The House of Representatives tooks the first step toward allowing the District of Columbia to use its own funds to help low-income women seeking abortion to afford one and rejected an effort to ban safe needle exchange.

In a major victory for public health, the U.S. House of Represenatives voted on Thursday to remove the ban that has barred the District of Columbia from using local tax money to help low-income women pay for abortions and also
blocked a measure that would have effectively prevented the city from
paying for needle-exchange programs intended to reduce the spread of
AIDS among intravenous drug users, reports the New York Times.

Eleanor Holmes Norton,
a Democrat and the city’s nonvoting member of the House, said the
bill’s passage represented a major breakthrough for home rule.

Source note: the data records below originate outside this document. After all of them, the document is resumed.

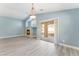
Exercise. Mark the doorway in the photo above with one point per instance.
(48, 30)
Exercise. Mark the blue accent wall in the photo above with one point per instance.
(68, 25)
(11, 27)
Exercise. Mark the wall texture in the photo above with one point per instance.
(68, 25)
(11, 27)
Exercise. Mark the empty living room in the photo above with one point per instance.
(39, 29)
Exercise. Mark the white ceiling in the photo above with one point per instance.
(22, 10)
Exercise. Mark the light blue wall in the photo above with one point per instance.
(68, 25)
(11, 27)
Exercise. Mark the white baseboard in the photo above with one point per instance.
(69, 46)
(11, 36)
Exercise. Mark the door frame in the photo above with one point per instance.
(56, 22)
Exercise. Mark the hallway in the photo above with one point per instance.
(22, 46)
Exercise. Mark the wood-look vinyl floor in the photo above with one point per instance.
(22, 46)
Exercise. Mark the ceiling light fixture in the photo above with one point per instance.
(32, 15)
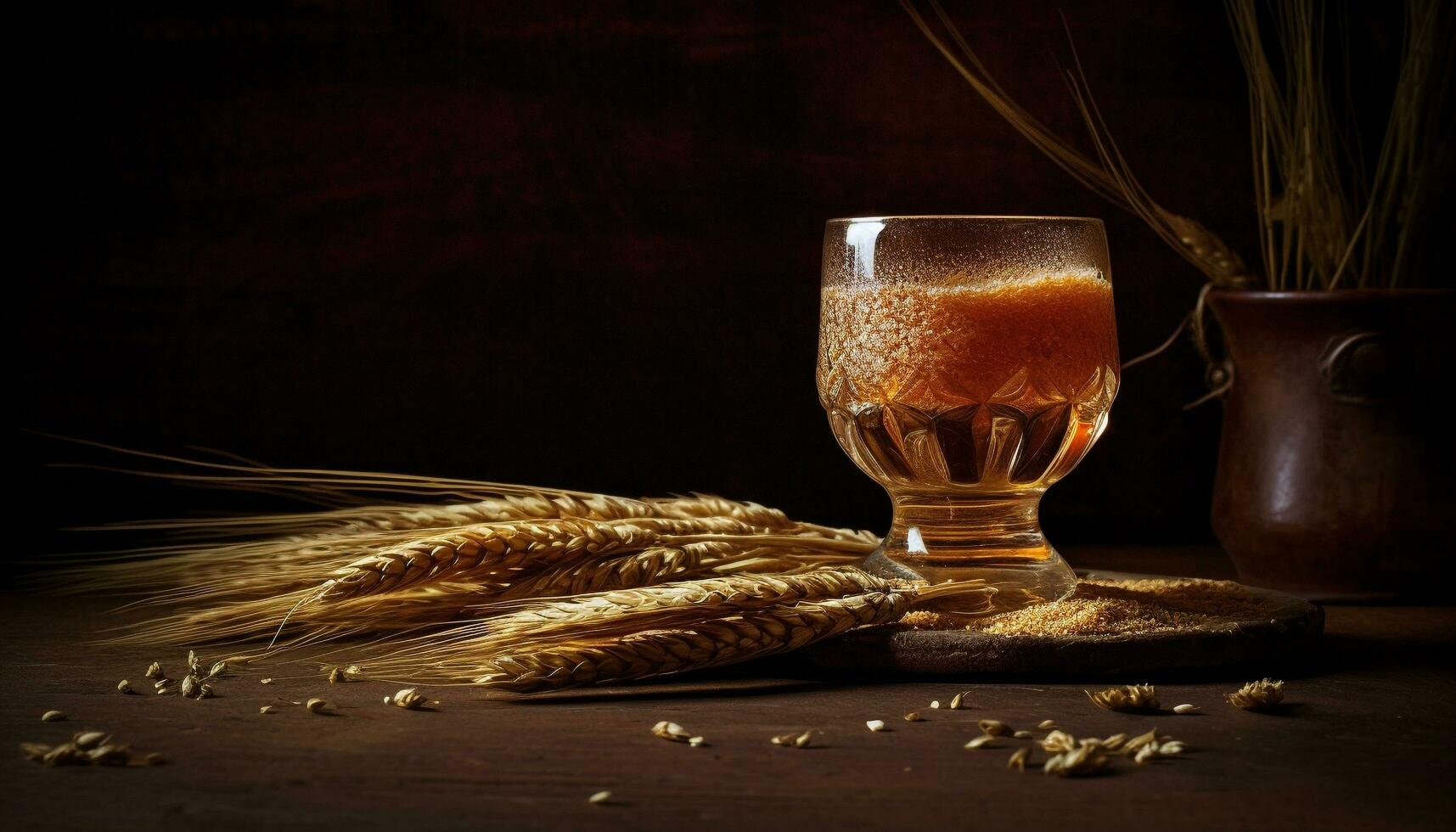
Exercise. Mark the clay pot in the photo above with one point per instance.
(1335, 467)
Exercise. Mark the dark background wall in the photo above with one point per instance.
(566, 244)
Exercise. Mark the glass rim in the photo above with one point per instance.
(1005, 217)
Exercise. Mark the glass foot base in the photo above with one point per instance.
(1016, 585)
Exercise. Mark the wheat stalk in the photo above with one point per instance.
(497, 548)
(1323, 223)
(670, 628)
(706, 644)
(632, 634)
(1108, 175)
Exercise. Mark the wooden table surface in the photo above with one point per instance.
(1364, 744)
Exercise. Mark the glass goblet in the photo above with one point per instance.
(965, 364)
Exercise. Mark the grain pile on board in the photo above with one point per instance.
(1120, 608)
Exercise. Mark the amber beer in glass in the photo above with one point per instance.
(967, 363)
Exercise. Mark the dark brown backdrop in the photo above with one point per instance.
(568, 244)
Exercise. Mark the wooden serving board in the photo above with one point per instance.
(1280, 643)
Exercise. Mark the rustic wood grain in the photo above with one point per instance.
(1363, 744)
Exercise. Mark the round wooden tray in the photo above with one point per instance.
(1276, 644)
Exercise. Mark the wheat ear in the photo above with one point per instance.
(670, 628)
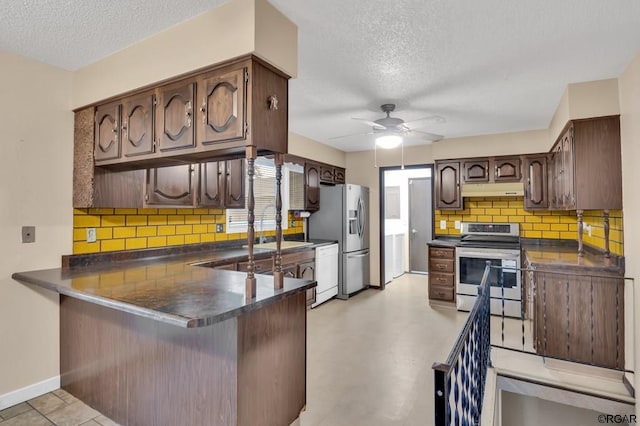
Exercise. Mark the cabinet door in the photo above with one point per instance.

Removing the rider that barred financing for abortions was especially
important, Ms. Norton said, because it “has created severe hardships
for low-income women in the District.”

“It has singled out the District and its women for unfair and unequal treatment,” she added.

A representative of the Catholic Church in the District denounced the change. 

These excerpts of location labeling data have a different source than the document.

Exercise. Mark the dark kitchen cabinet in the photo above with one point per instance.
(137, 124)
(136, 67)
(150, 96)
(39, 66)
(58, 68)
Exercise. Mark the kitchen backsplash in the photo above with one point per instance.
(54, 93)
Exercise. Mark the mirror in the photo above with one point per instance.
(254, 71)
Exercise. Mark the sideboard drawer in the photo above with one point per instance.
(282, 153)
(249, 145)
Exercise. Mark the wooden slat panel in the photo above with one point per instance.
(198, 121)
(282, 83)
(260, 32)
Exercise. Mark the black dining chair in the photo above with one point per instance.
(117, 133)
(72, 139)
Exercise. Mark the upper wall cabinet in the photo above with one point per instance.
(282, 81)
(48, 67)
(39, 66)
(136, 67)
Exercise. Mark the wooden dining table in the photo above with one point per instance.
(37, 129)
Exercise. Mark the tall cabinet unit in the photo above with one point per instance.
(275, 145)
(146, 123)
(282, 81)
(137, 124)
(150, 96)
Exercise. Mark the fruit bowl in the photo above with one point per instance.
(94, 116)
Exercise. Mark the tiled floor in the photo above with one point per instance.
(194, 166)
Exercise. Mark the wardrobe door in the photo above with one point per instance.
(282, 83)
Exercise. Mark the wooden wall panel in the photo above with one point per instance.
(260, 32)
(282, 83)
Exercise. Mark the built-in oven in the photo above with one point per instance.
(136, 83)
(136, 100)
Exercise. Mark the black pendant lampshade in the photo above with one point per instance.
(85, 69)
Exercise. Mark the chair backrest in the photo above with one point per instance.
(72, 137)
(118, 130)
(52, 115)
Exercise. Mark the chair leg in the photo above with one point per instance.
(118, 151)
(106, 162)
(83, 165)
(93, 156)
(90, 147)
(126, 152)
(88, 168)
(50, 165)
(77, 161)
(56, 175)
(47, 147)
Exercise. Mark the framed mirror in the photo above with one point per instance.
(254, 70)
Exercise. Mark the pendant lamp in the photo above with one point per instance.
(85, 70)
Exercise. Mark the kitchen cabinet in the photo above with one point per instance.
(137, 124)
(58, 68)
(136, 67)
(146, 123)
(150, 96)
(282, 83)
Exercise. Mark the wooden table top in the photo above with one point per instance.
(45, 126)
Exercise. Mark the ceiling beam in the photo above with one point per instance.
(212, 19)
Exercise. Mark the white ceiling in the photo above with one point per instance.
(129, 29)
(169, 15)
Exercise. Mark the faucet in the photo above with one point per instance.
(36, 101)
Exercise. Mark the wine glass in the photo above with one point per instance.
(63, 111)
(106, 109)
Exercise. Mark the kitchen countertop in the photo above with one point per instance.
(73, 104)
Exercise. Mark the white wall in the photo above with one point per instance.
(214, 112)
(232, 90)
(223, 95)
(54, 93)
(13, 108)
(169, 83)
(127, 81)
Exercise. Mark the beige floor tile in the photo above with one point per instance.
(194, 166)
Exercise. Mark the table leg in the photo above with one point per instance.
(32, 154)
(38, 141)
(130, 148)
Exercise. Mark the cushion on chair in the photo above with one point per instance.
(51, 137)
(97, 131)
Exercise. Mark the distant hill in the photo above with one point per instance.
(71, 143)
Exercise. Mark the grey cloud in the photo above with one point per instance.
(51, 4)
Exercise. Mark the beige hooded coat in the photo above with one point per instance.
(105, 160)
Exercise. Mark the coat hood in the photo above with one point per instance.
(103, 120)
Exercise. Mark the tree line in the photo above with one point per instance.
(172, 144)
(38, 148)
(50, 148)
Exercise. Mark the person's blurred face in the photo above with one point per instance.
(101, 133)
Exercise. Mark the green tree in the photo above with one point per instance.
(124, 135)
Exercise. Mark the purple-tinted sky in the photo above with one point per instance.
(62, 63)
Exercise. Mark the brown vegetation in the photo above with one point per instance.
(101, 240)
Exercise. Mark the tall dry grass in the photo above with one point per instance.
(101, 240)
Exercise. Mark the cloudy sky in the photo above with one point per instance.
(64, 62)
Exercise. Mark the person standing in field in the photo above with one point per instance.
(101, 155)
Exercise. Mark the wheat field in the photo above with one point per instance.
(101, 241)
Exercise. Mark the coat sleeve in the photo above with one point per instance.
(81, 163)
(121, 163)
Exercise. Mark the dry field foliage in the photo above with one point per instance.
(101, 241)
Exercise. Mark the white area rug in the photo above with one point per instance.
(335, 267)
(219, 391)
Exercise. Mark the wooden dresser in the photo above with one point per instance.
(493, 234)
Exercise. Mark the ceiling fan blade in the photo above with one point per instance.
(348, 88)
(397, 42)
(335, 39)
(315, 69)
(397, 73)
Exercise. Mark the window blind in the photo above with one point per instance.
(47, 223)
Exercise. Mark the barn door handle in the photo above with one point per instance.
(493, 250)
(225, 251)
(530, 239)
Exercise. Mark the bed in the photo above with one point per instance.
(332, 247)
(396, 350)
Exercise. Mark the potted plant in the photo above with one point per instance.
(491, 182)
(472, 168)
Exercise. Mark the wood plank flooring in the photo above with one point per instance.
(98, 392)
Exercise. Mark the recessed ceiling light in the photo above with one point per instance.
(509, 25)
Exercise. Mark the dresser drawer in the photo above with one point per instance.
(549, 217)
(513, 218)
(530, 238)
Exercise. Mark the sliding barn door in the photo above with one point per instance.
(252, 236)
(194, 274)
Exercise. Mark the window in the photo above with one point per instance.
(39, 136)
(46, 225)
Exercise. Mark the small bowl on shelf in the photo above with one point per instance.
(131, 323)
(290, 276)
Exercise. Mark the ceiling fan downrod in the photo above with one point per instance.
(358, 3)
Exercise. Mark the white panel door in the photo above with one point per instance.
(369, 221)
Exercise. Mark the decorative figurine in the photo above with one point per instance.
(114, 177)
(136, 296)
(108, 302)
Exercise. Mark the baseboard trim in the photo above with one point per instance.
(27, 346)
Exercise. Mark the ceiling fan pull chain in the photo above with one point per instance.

Home rule--the right of the District of Columbia to control its own budget and to have representation in Congress–is a highly politicized issue and lack of home rule has left DC subject to the whims of the party in power. As the Times piece notes:

Because Washington
is not part of a state, Congress oversees most of its local system of
government and approves its budget. For decades, federal lawmakers,
most of whom live outside the city, have placed riders or “special
restrictions” in the bill authorizing how city officials can use local
tax dollars, and often these provisions went against the will of city
voters.

With a strong
Democratic majority in both houses of Congress, city residents hoped
over the last year to win more local autonomy and possibly voting
rights, particularly because President Obama, a co-sponsor of a 2007 bill to give the District of Columbia a voting member in the House, has said his stance is unchanged.

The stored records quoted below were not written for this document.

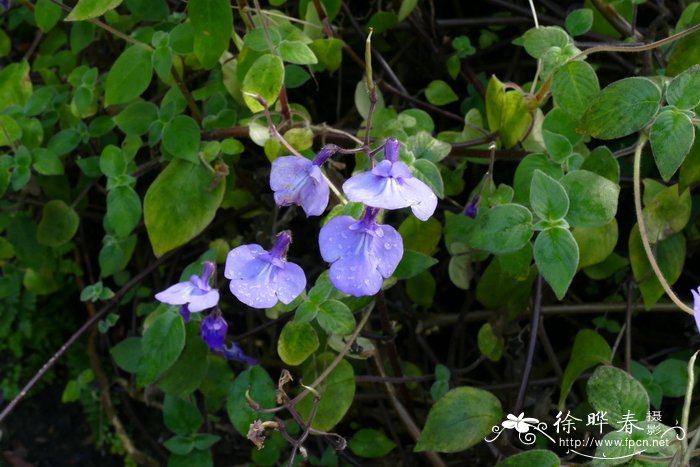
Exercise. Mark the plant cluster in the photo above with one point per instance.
(395, 263)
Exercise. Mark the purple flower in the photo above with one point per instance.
(391, 185)
(362, 252)
(696, 306)
(297, 180)
(472, 209)
(214, 328)
(195, 294)
(260, 278)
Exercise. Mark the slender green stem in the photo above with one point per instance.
(686, 407)
(642, 226)
(638, 47)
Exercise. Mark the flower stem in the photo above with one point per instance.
(642, 226)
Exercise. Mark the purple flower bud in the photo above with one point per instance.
(472, 209)
(195, 293)
(362, 252)
(233, 352)
(696, 306)
(214, 329)
(324, 154)
(260, 278)
(297, 180)
(391, 185)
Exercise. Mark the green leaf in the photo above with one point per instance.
(296, 342)
(502, 229)
(439, 92)
(424, 146)
(574, 86)
(589, 349)
(136, 118)
(490, 344)
(601, 161)
(123, 210)
(614, 391)
(179, 204)
(538, 457)
(672, 376)
(162, 344)
(556, 256)
(336, 318)
(190, 368)
(180, 445)
(297, 52)
(522, 180)
(257, 383)
(181, 138)
(329, 52)
(127, 354)
(15, 85)
(667, 212)
(428, 173)
(129, 76)
(86, 9)
(212, 23)
(548, 198)
(537, 41)
(59, 223)
(180, 416)
(558, 147)
(621, 109)
(593, 199)
(579, 21)
(420, 236)
(459, 420)
(337, 391)
(413, 263)
(264, 78)
(671, 137)
(506, 113)
(46, 14)
(684, 90)
(595, 244)
(670, 255)
(371, 443)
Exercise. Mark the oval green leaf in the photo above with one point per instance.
(614, 391)
(264, 78)
(592, 198)
(556, 256)
(212, 23)
(296, 342)
(59, 223)
(621, 109)
(130, 75)
(459, 420)
(179, 204)
(671, 137)
(502, 229)
(162, 344)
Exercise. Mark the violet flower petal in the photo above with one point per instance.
(214, 329)
(362, 253)
(261, 279)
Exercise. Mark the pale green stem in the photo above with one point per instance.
(686, 408)
(643, 230)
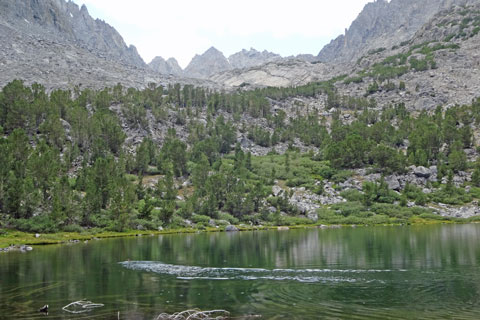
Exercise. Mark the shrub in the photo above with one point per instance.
(352, 195)
(197, 218)
(228, 217)
(41, 224)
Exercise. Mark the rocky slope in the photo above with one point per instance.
(440, 65)
(282, 73)
(251, 58)
(67, 23)
(58, 44)
(383, 24)
(207, 64)
(168, 67)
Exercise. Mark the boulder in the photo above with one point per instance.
(422, 172)
(393, 183)
(231, 228)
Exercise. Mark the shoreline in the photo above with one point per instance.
(14, 240)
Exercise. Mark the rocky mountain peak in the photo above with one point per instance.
(65, 22)
(170, 66)
(251, 58)
(383, 24)
(207, 64)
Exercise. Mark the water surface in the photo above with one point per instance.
(427, 272)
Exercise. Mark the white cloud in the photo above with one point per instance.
(182, 28)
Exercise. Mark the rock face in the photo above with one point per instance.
(453, 38)
(57, 44)
(169, 67)
(251, 58)
(67, 23)
(383, 24)
(214, 62)
(282, 73)
(207, 64)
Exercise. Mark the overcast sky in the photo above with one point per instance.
(183, 28)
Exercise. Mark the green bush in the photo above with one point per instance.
(352, 195)
(41, 224)
(228, 217)
(73, 228)
(197, 218)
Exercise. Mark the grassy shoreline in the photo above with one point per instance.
(11, 237)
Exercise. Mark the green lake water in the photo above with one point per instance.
(418, 272)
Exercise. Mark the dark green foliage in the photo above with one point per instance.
(65, 164)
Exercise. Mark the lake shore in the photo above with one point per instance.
(14, 240)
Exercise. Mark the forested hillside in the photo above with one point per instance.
(95, 159)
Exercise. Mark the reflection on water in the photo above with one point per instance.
(385, 272)
(210, 273)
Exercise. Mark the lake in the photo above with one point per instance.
(427, 272)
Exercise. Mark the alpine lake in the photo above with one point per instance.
(409, 272)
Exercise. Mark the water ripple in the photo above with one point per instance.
(213, 273)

The Senate and House leadership support granting the city a House
member, but legislative efforts have been blocked by opponents who say
it first requires a constitutional amendment. Republican opponents of
voting rights for the city also fear that giving Washington a House
member would eventually lead to the city’s getting two senators, both
of whom would most likely be Democrats.

Susan Gibbs, a
spokeswoman for the Roman Catholic Archdiocese of Washington, said the
legislation’s loosening of restrictions on abortions was especially
disconcerting.

“The abortion rate in this city already exceeds
40 percent of all pregnancies,” Ms. Gibbs told the Times, citing 2005 data from a
report released by the Guttmacher Institute,
a nonprofit organization focused on reproductive health issues. “It’s
hard to figure out what the justification would be to increase funding
and encourage even more abortions.”

City Health Department
statistics, however, show that roughly 25 percent of all reported
pregnancies in 2005 ended in abortion, and that figure fell to 15
percent in 2007.

The city’s needle exchange programs have been a source of friction in relations between local leaders and federal lawmakers. Until 2007, when the ban was lifted, Washington was the only city in
the country forbidden by Congress from using both local and federal tax
dollars to distribute clean needles to drug addicts.

As the Times reports:

This year
Representative Jack Kingston, Republican of Georgia, added a rider to a
bill that would have essentially reinstated the ban by prohibiting the
city from providing money to any needle exchange program that operates
within 1,000 feet of virtually any location where children gather.

That
rider was so restrictive that the only area left where programs could
have operated was graveyards or in the middle of the Potomac River,
city officials and needle exchange advocates said. Representative Jose
E. Serrano, Democrat of New York and chairman of the House
Appropriations Committee, fought to remove Mr. Kingston’s rider from
the legislative package that was approved Thursday, and succeeded.

The
bill also removed a similar rider that would have prevented needle
exchange programs anywhere in the country that receives federal money
from operating within 1,000 feet of places where children gather.

The bill would also free the city from having to obtain Congressional approval of its annual budget.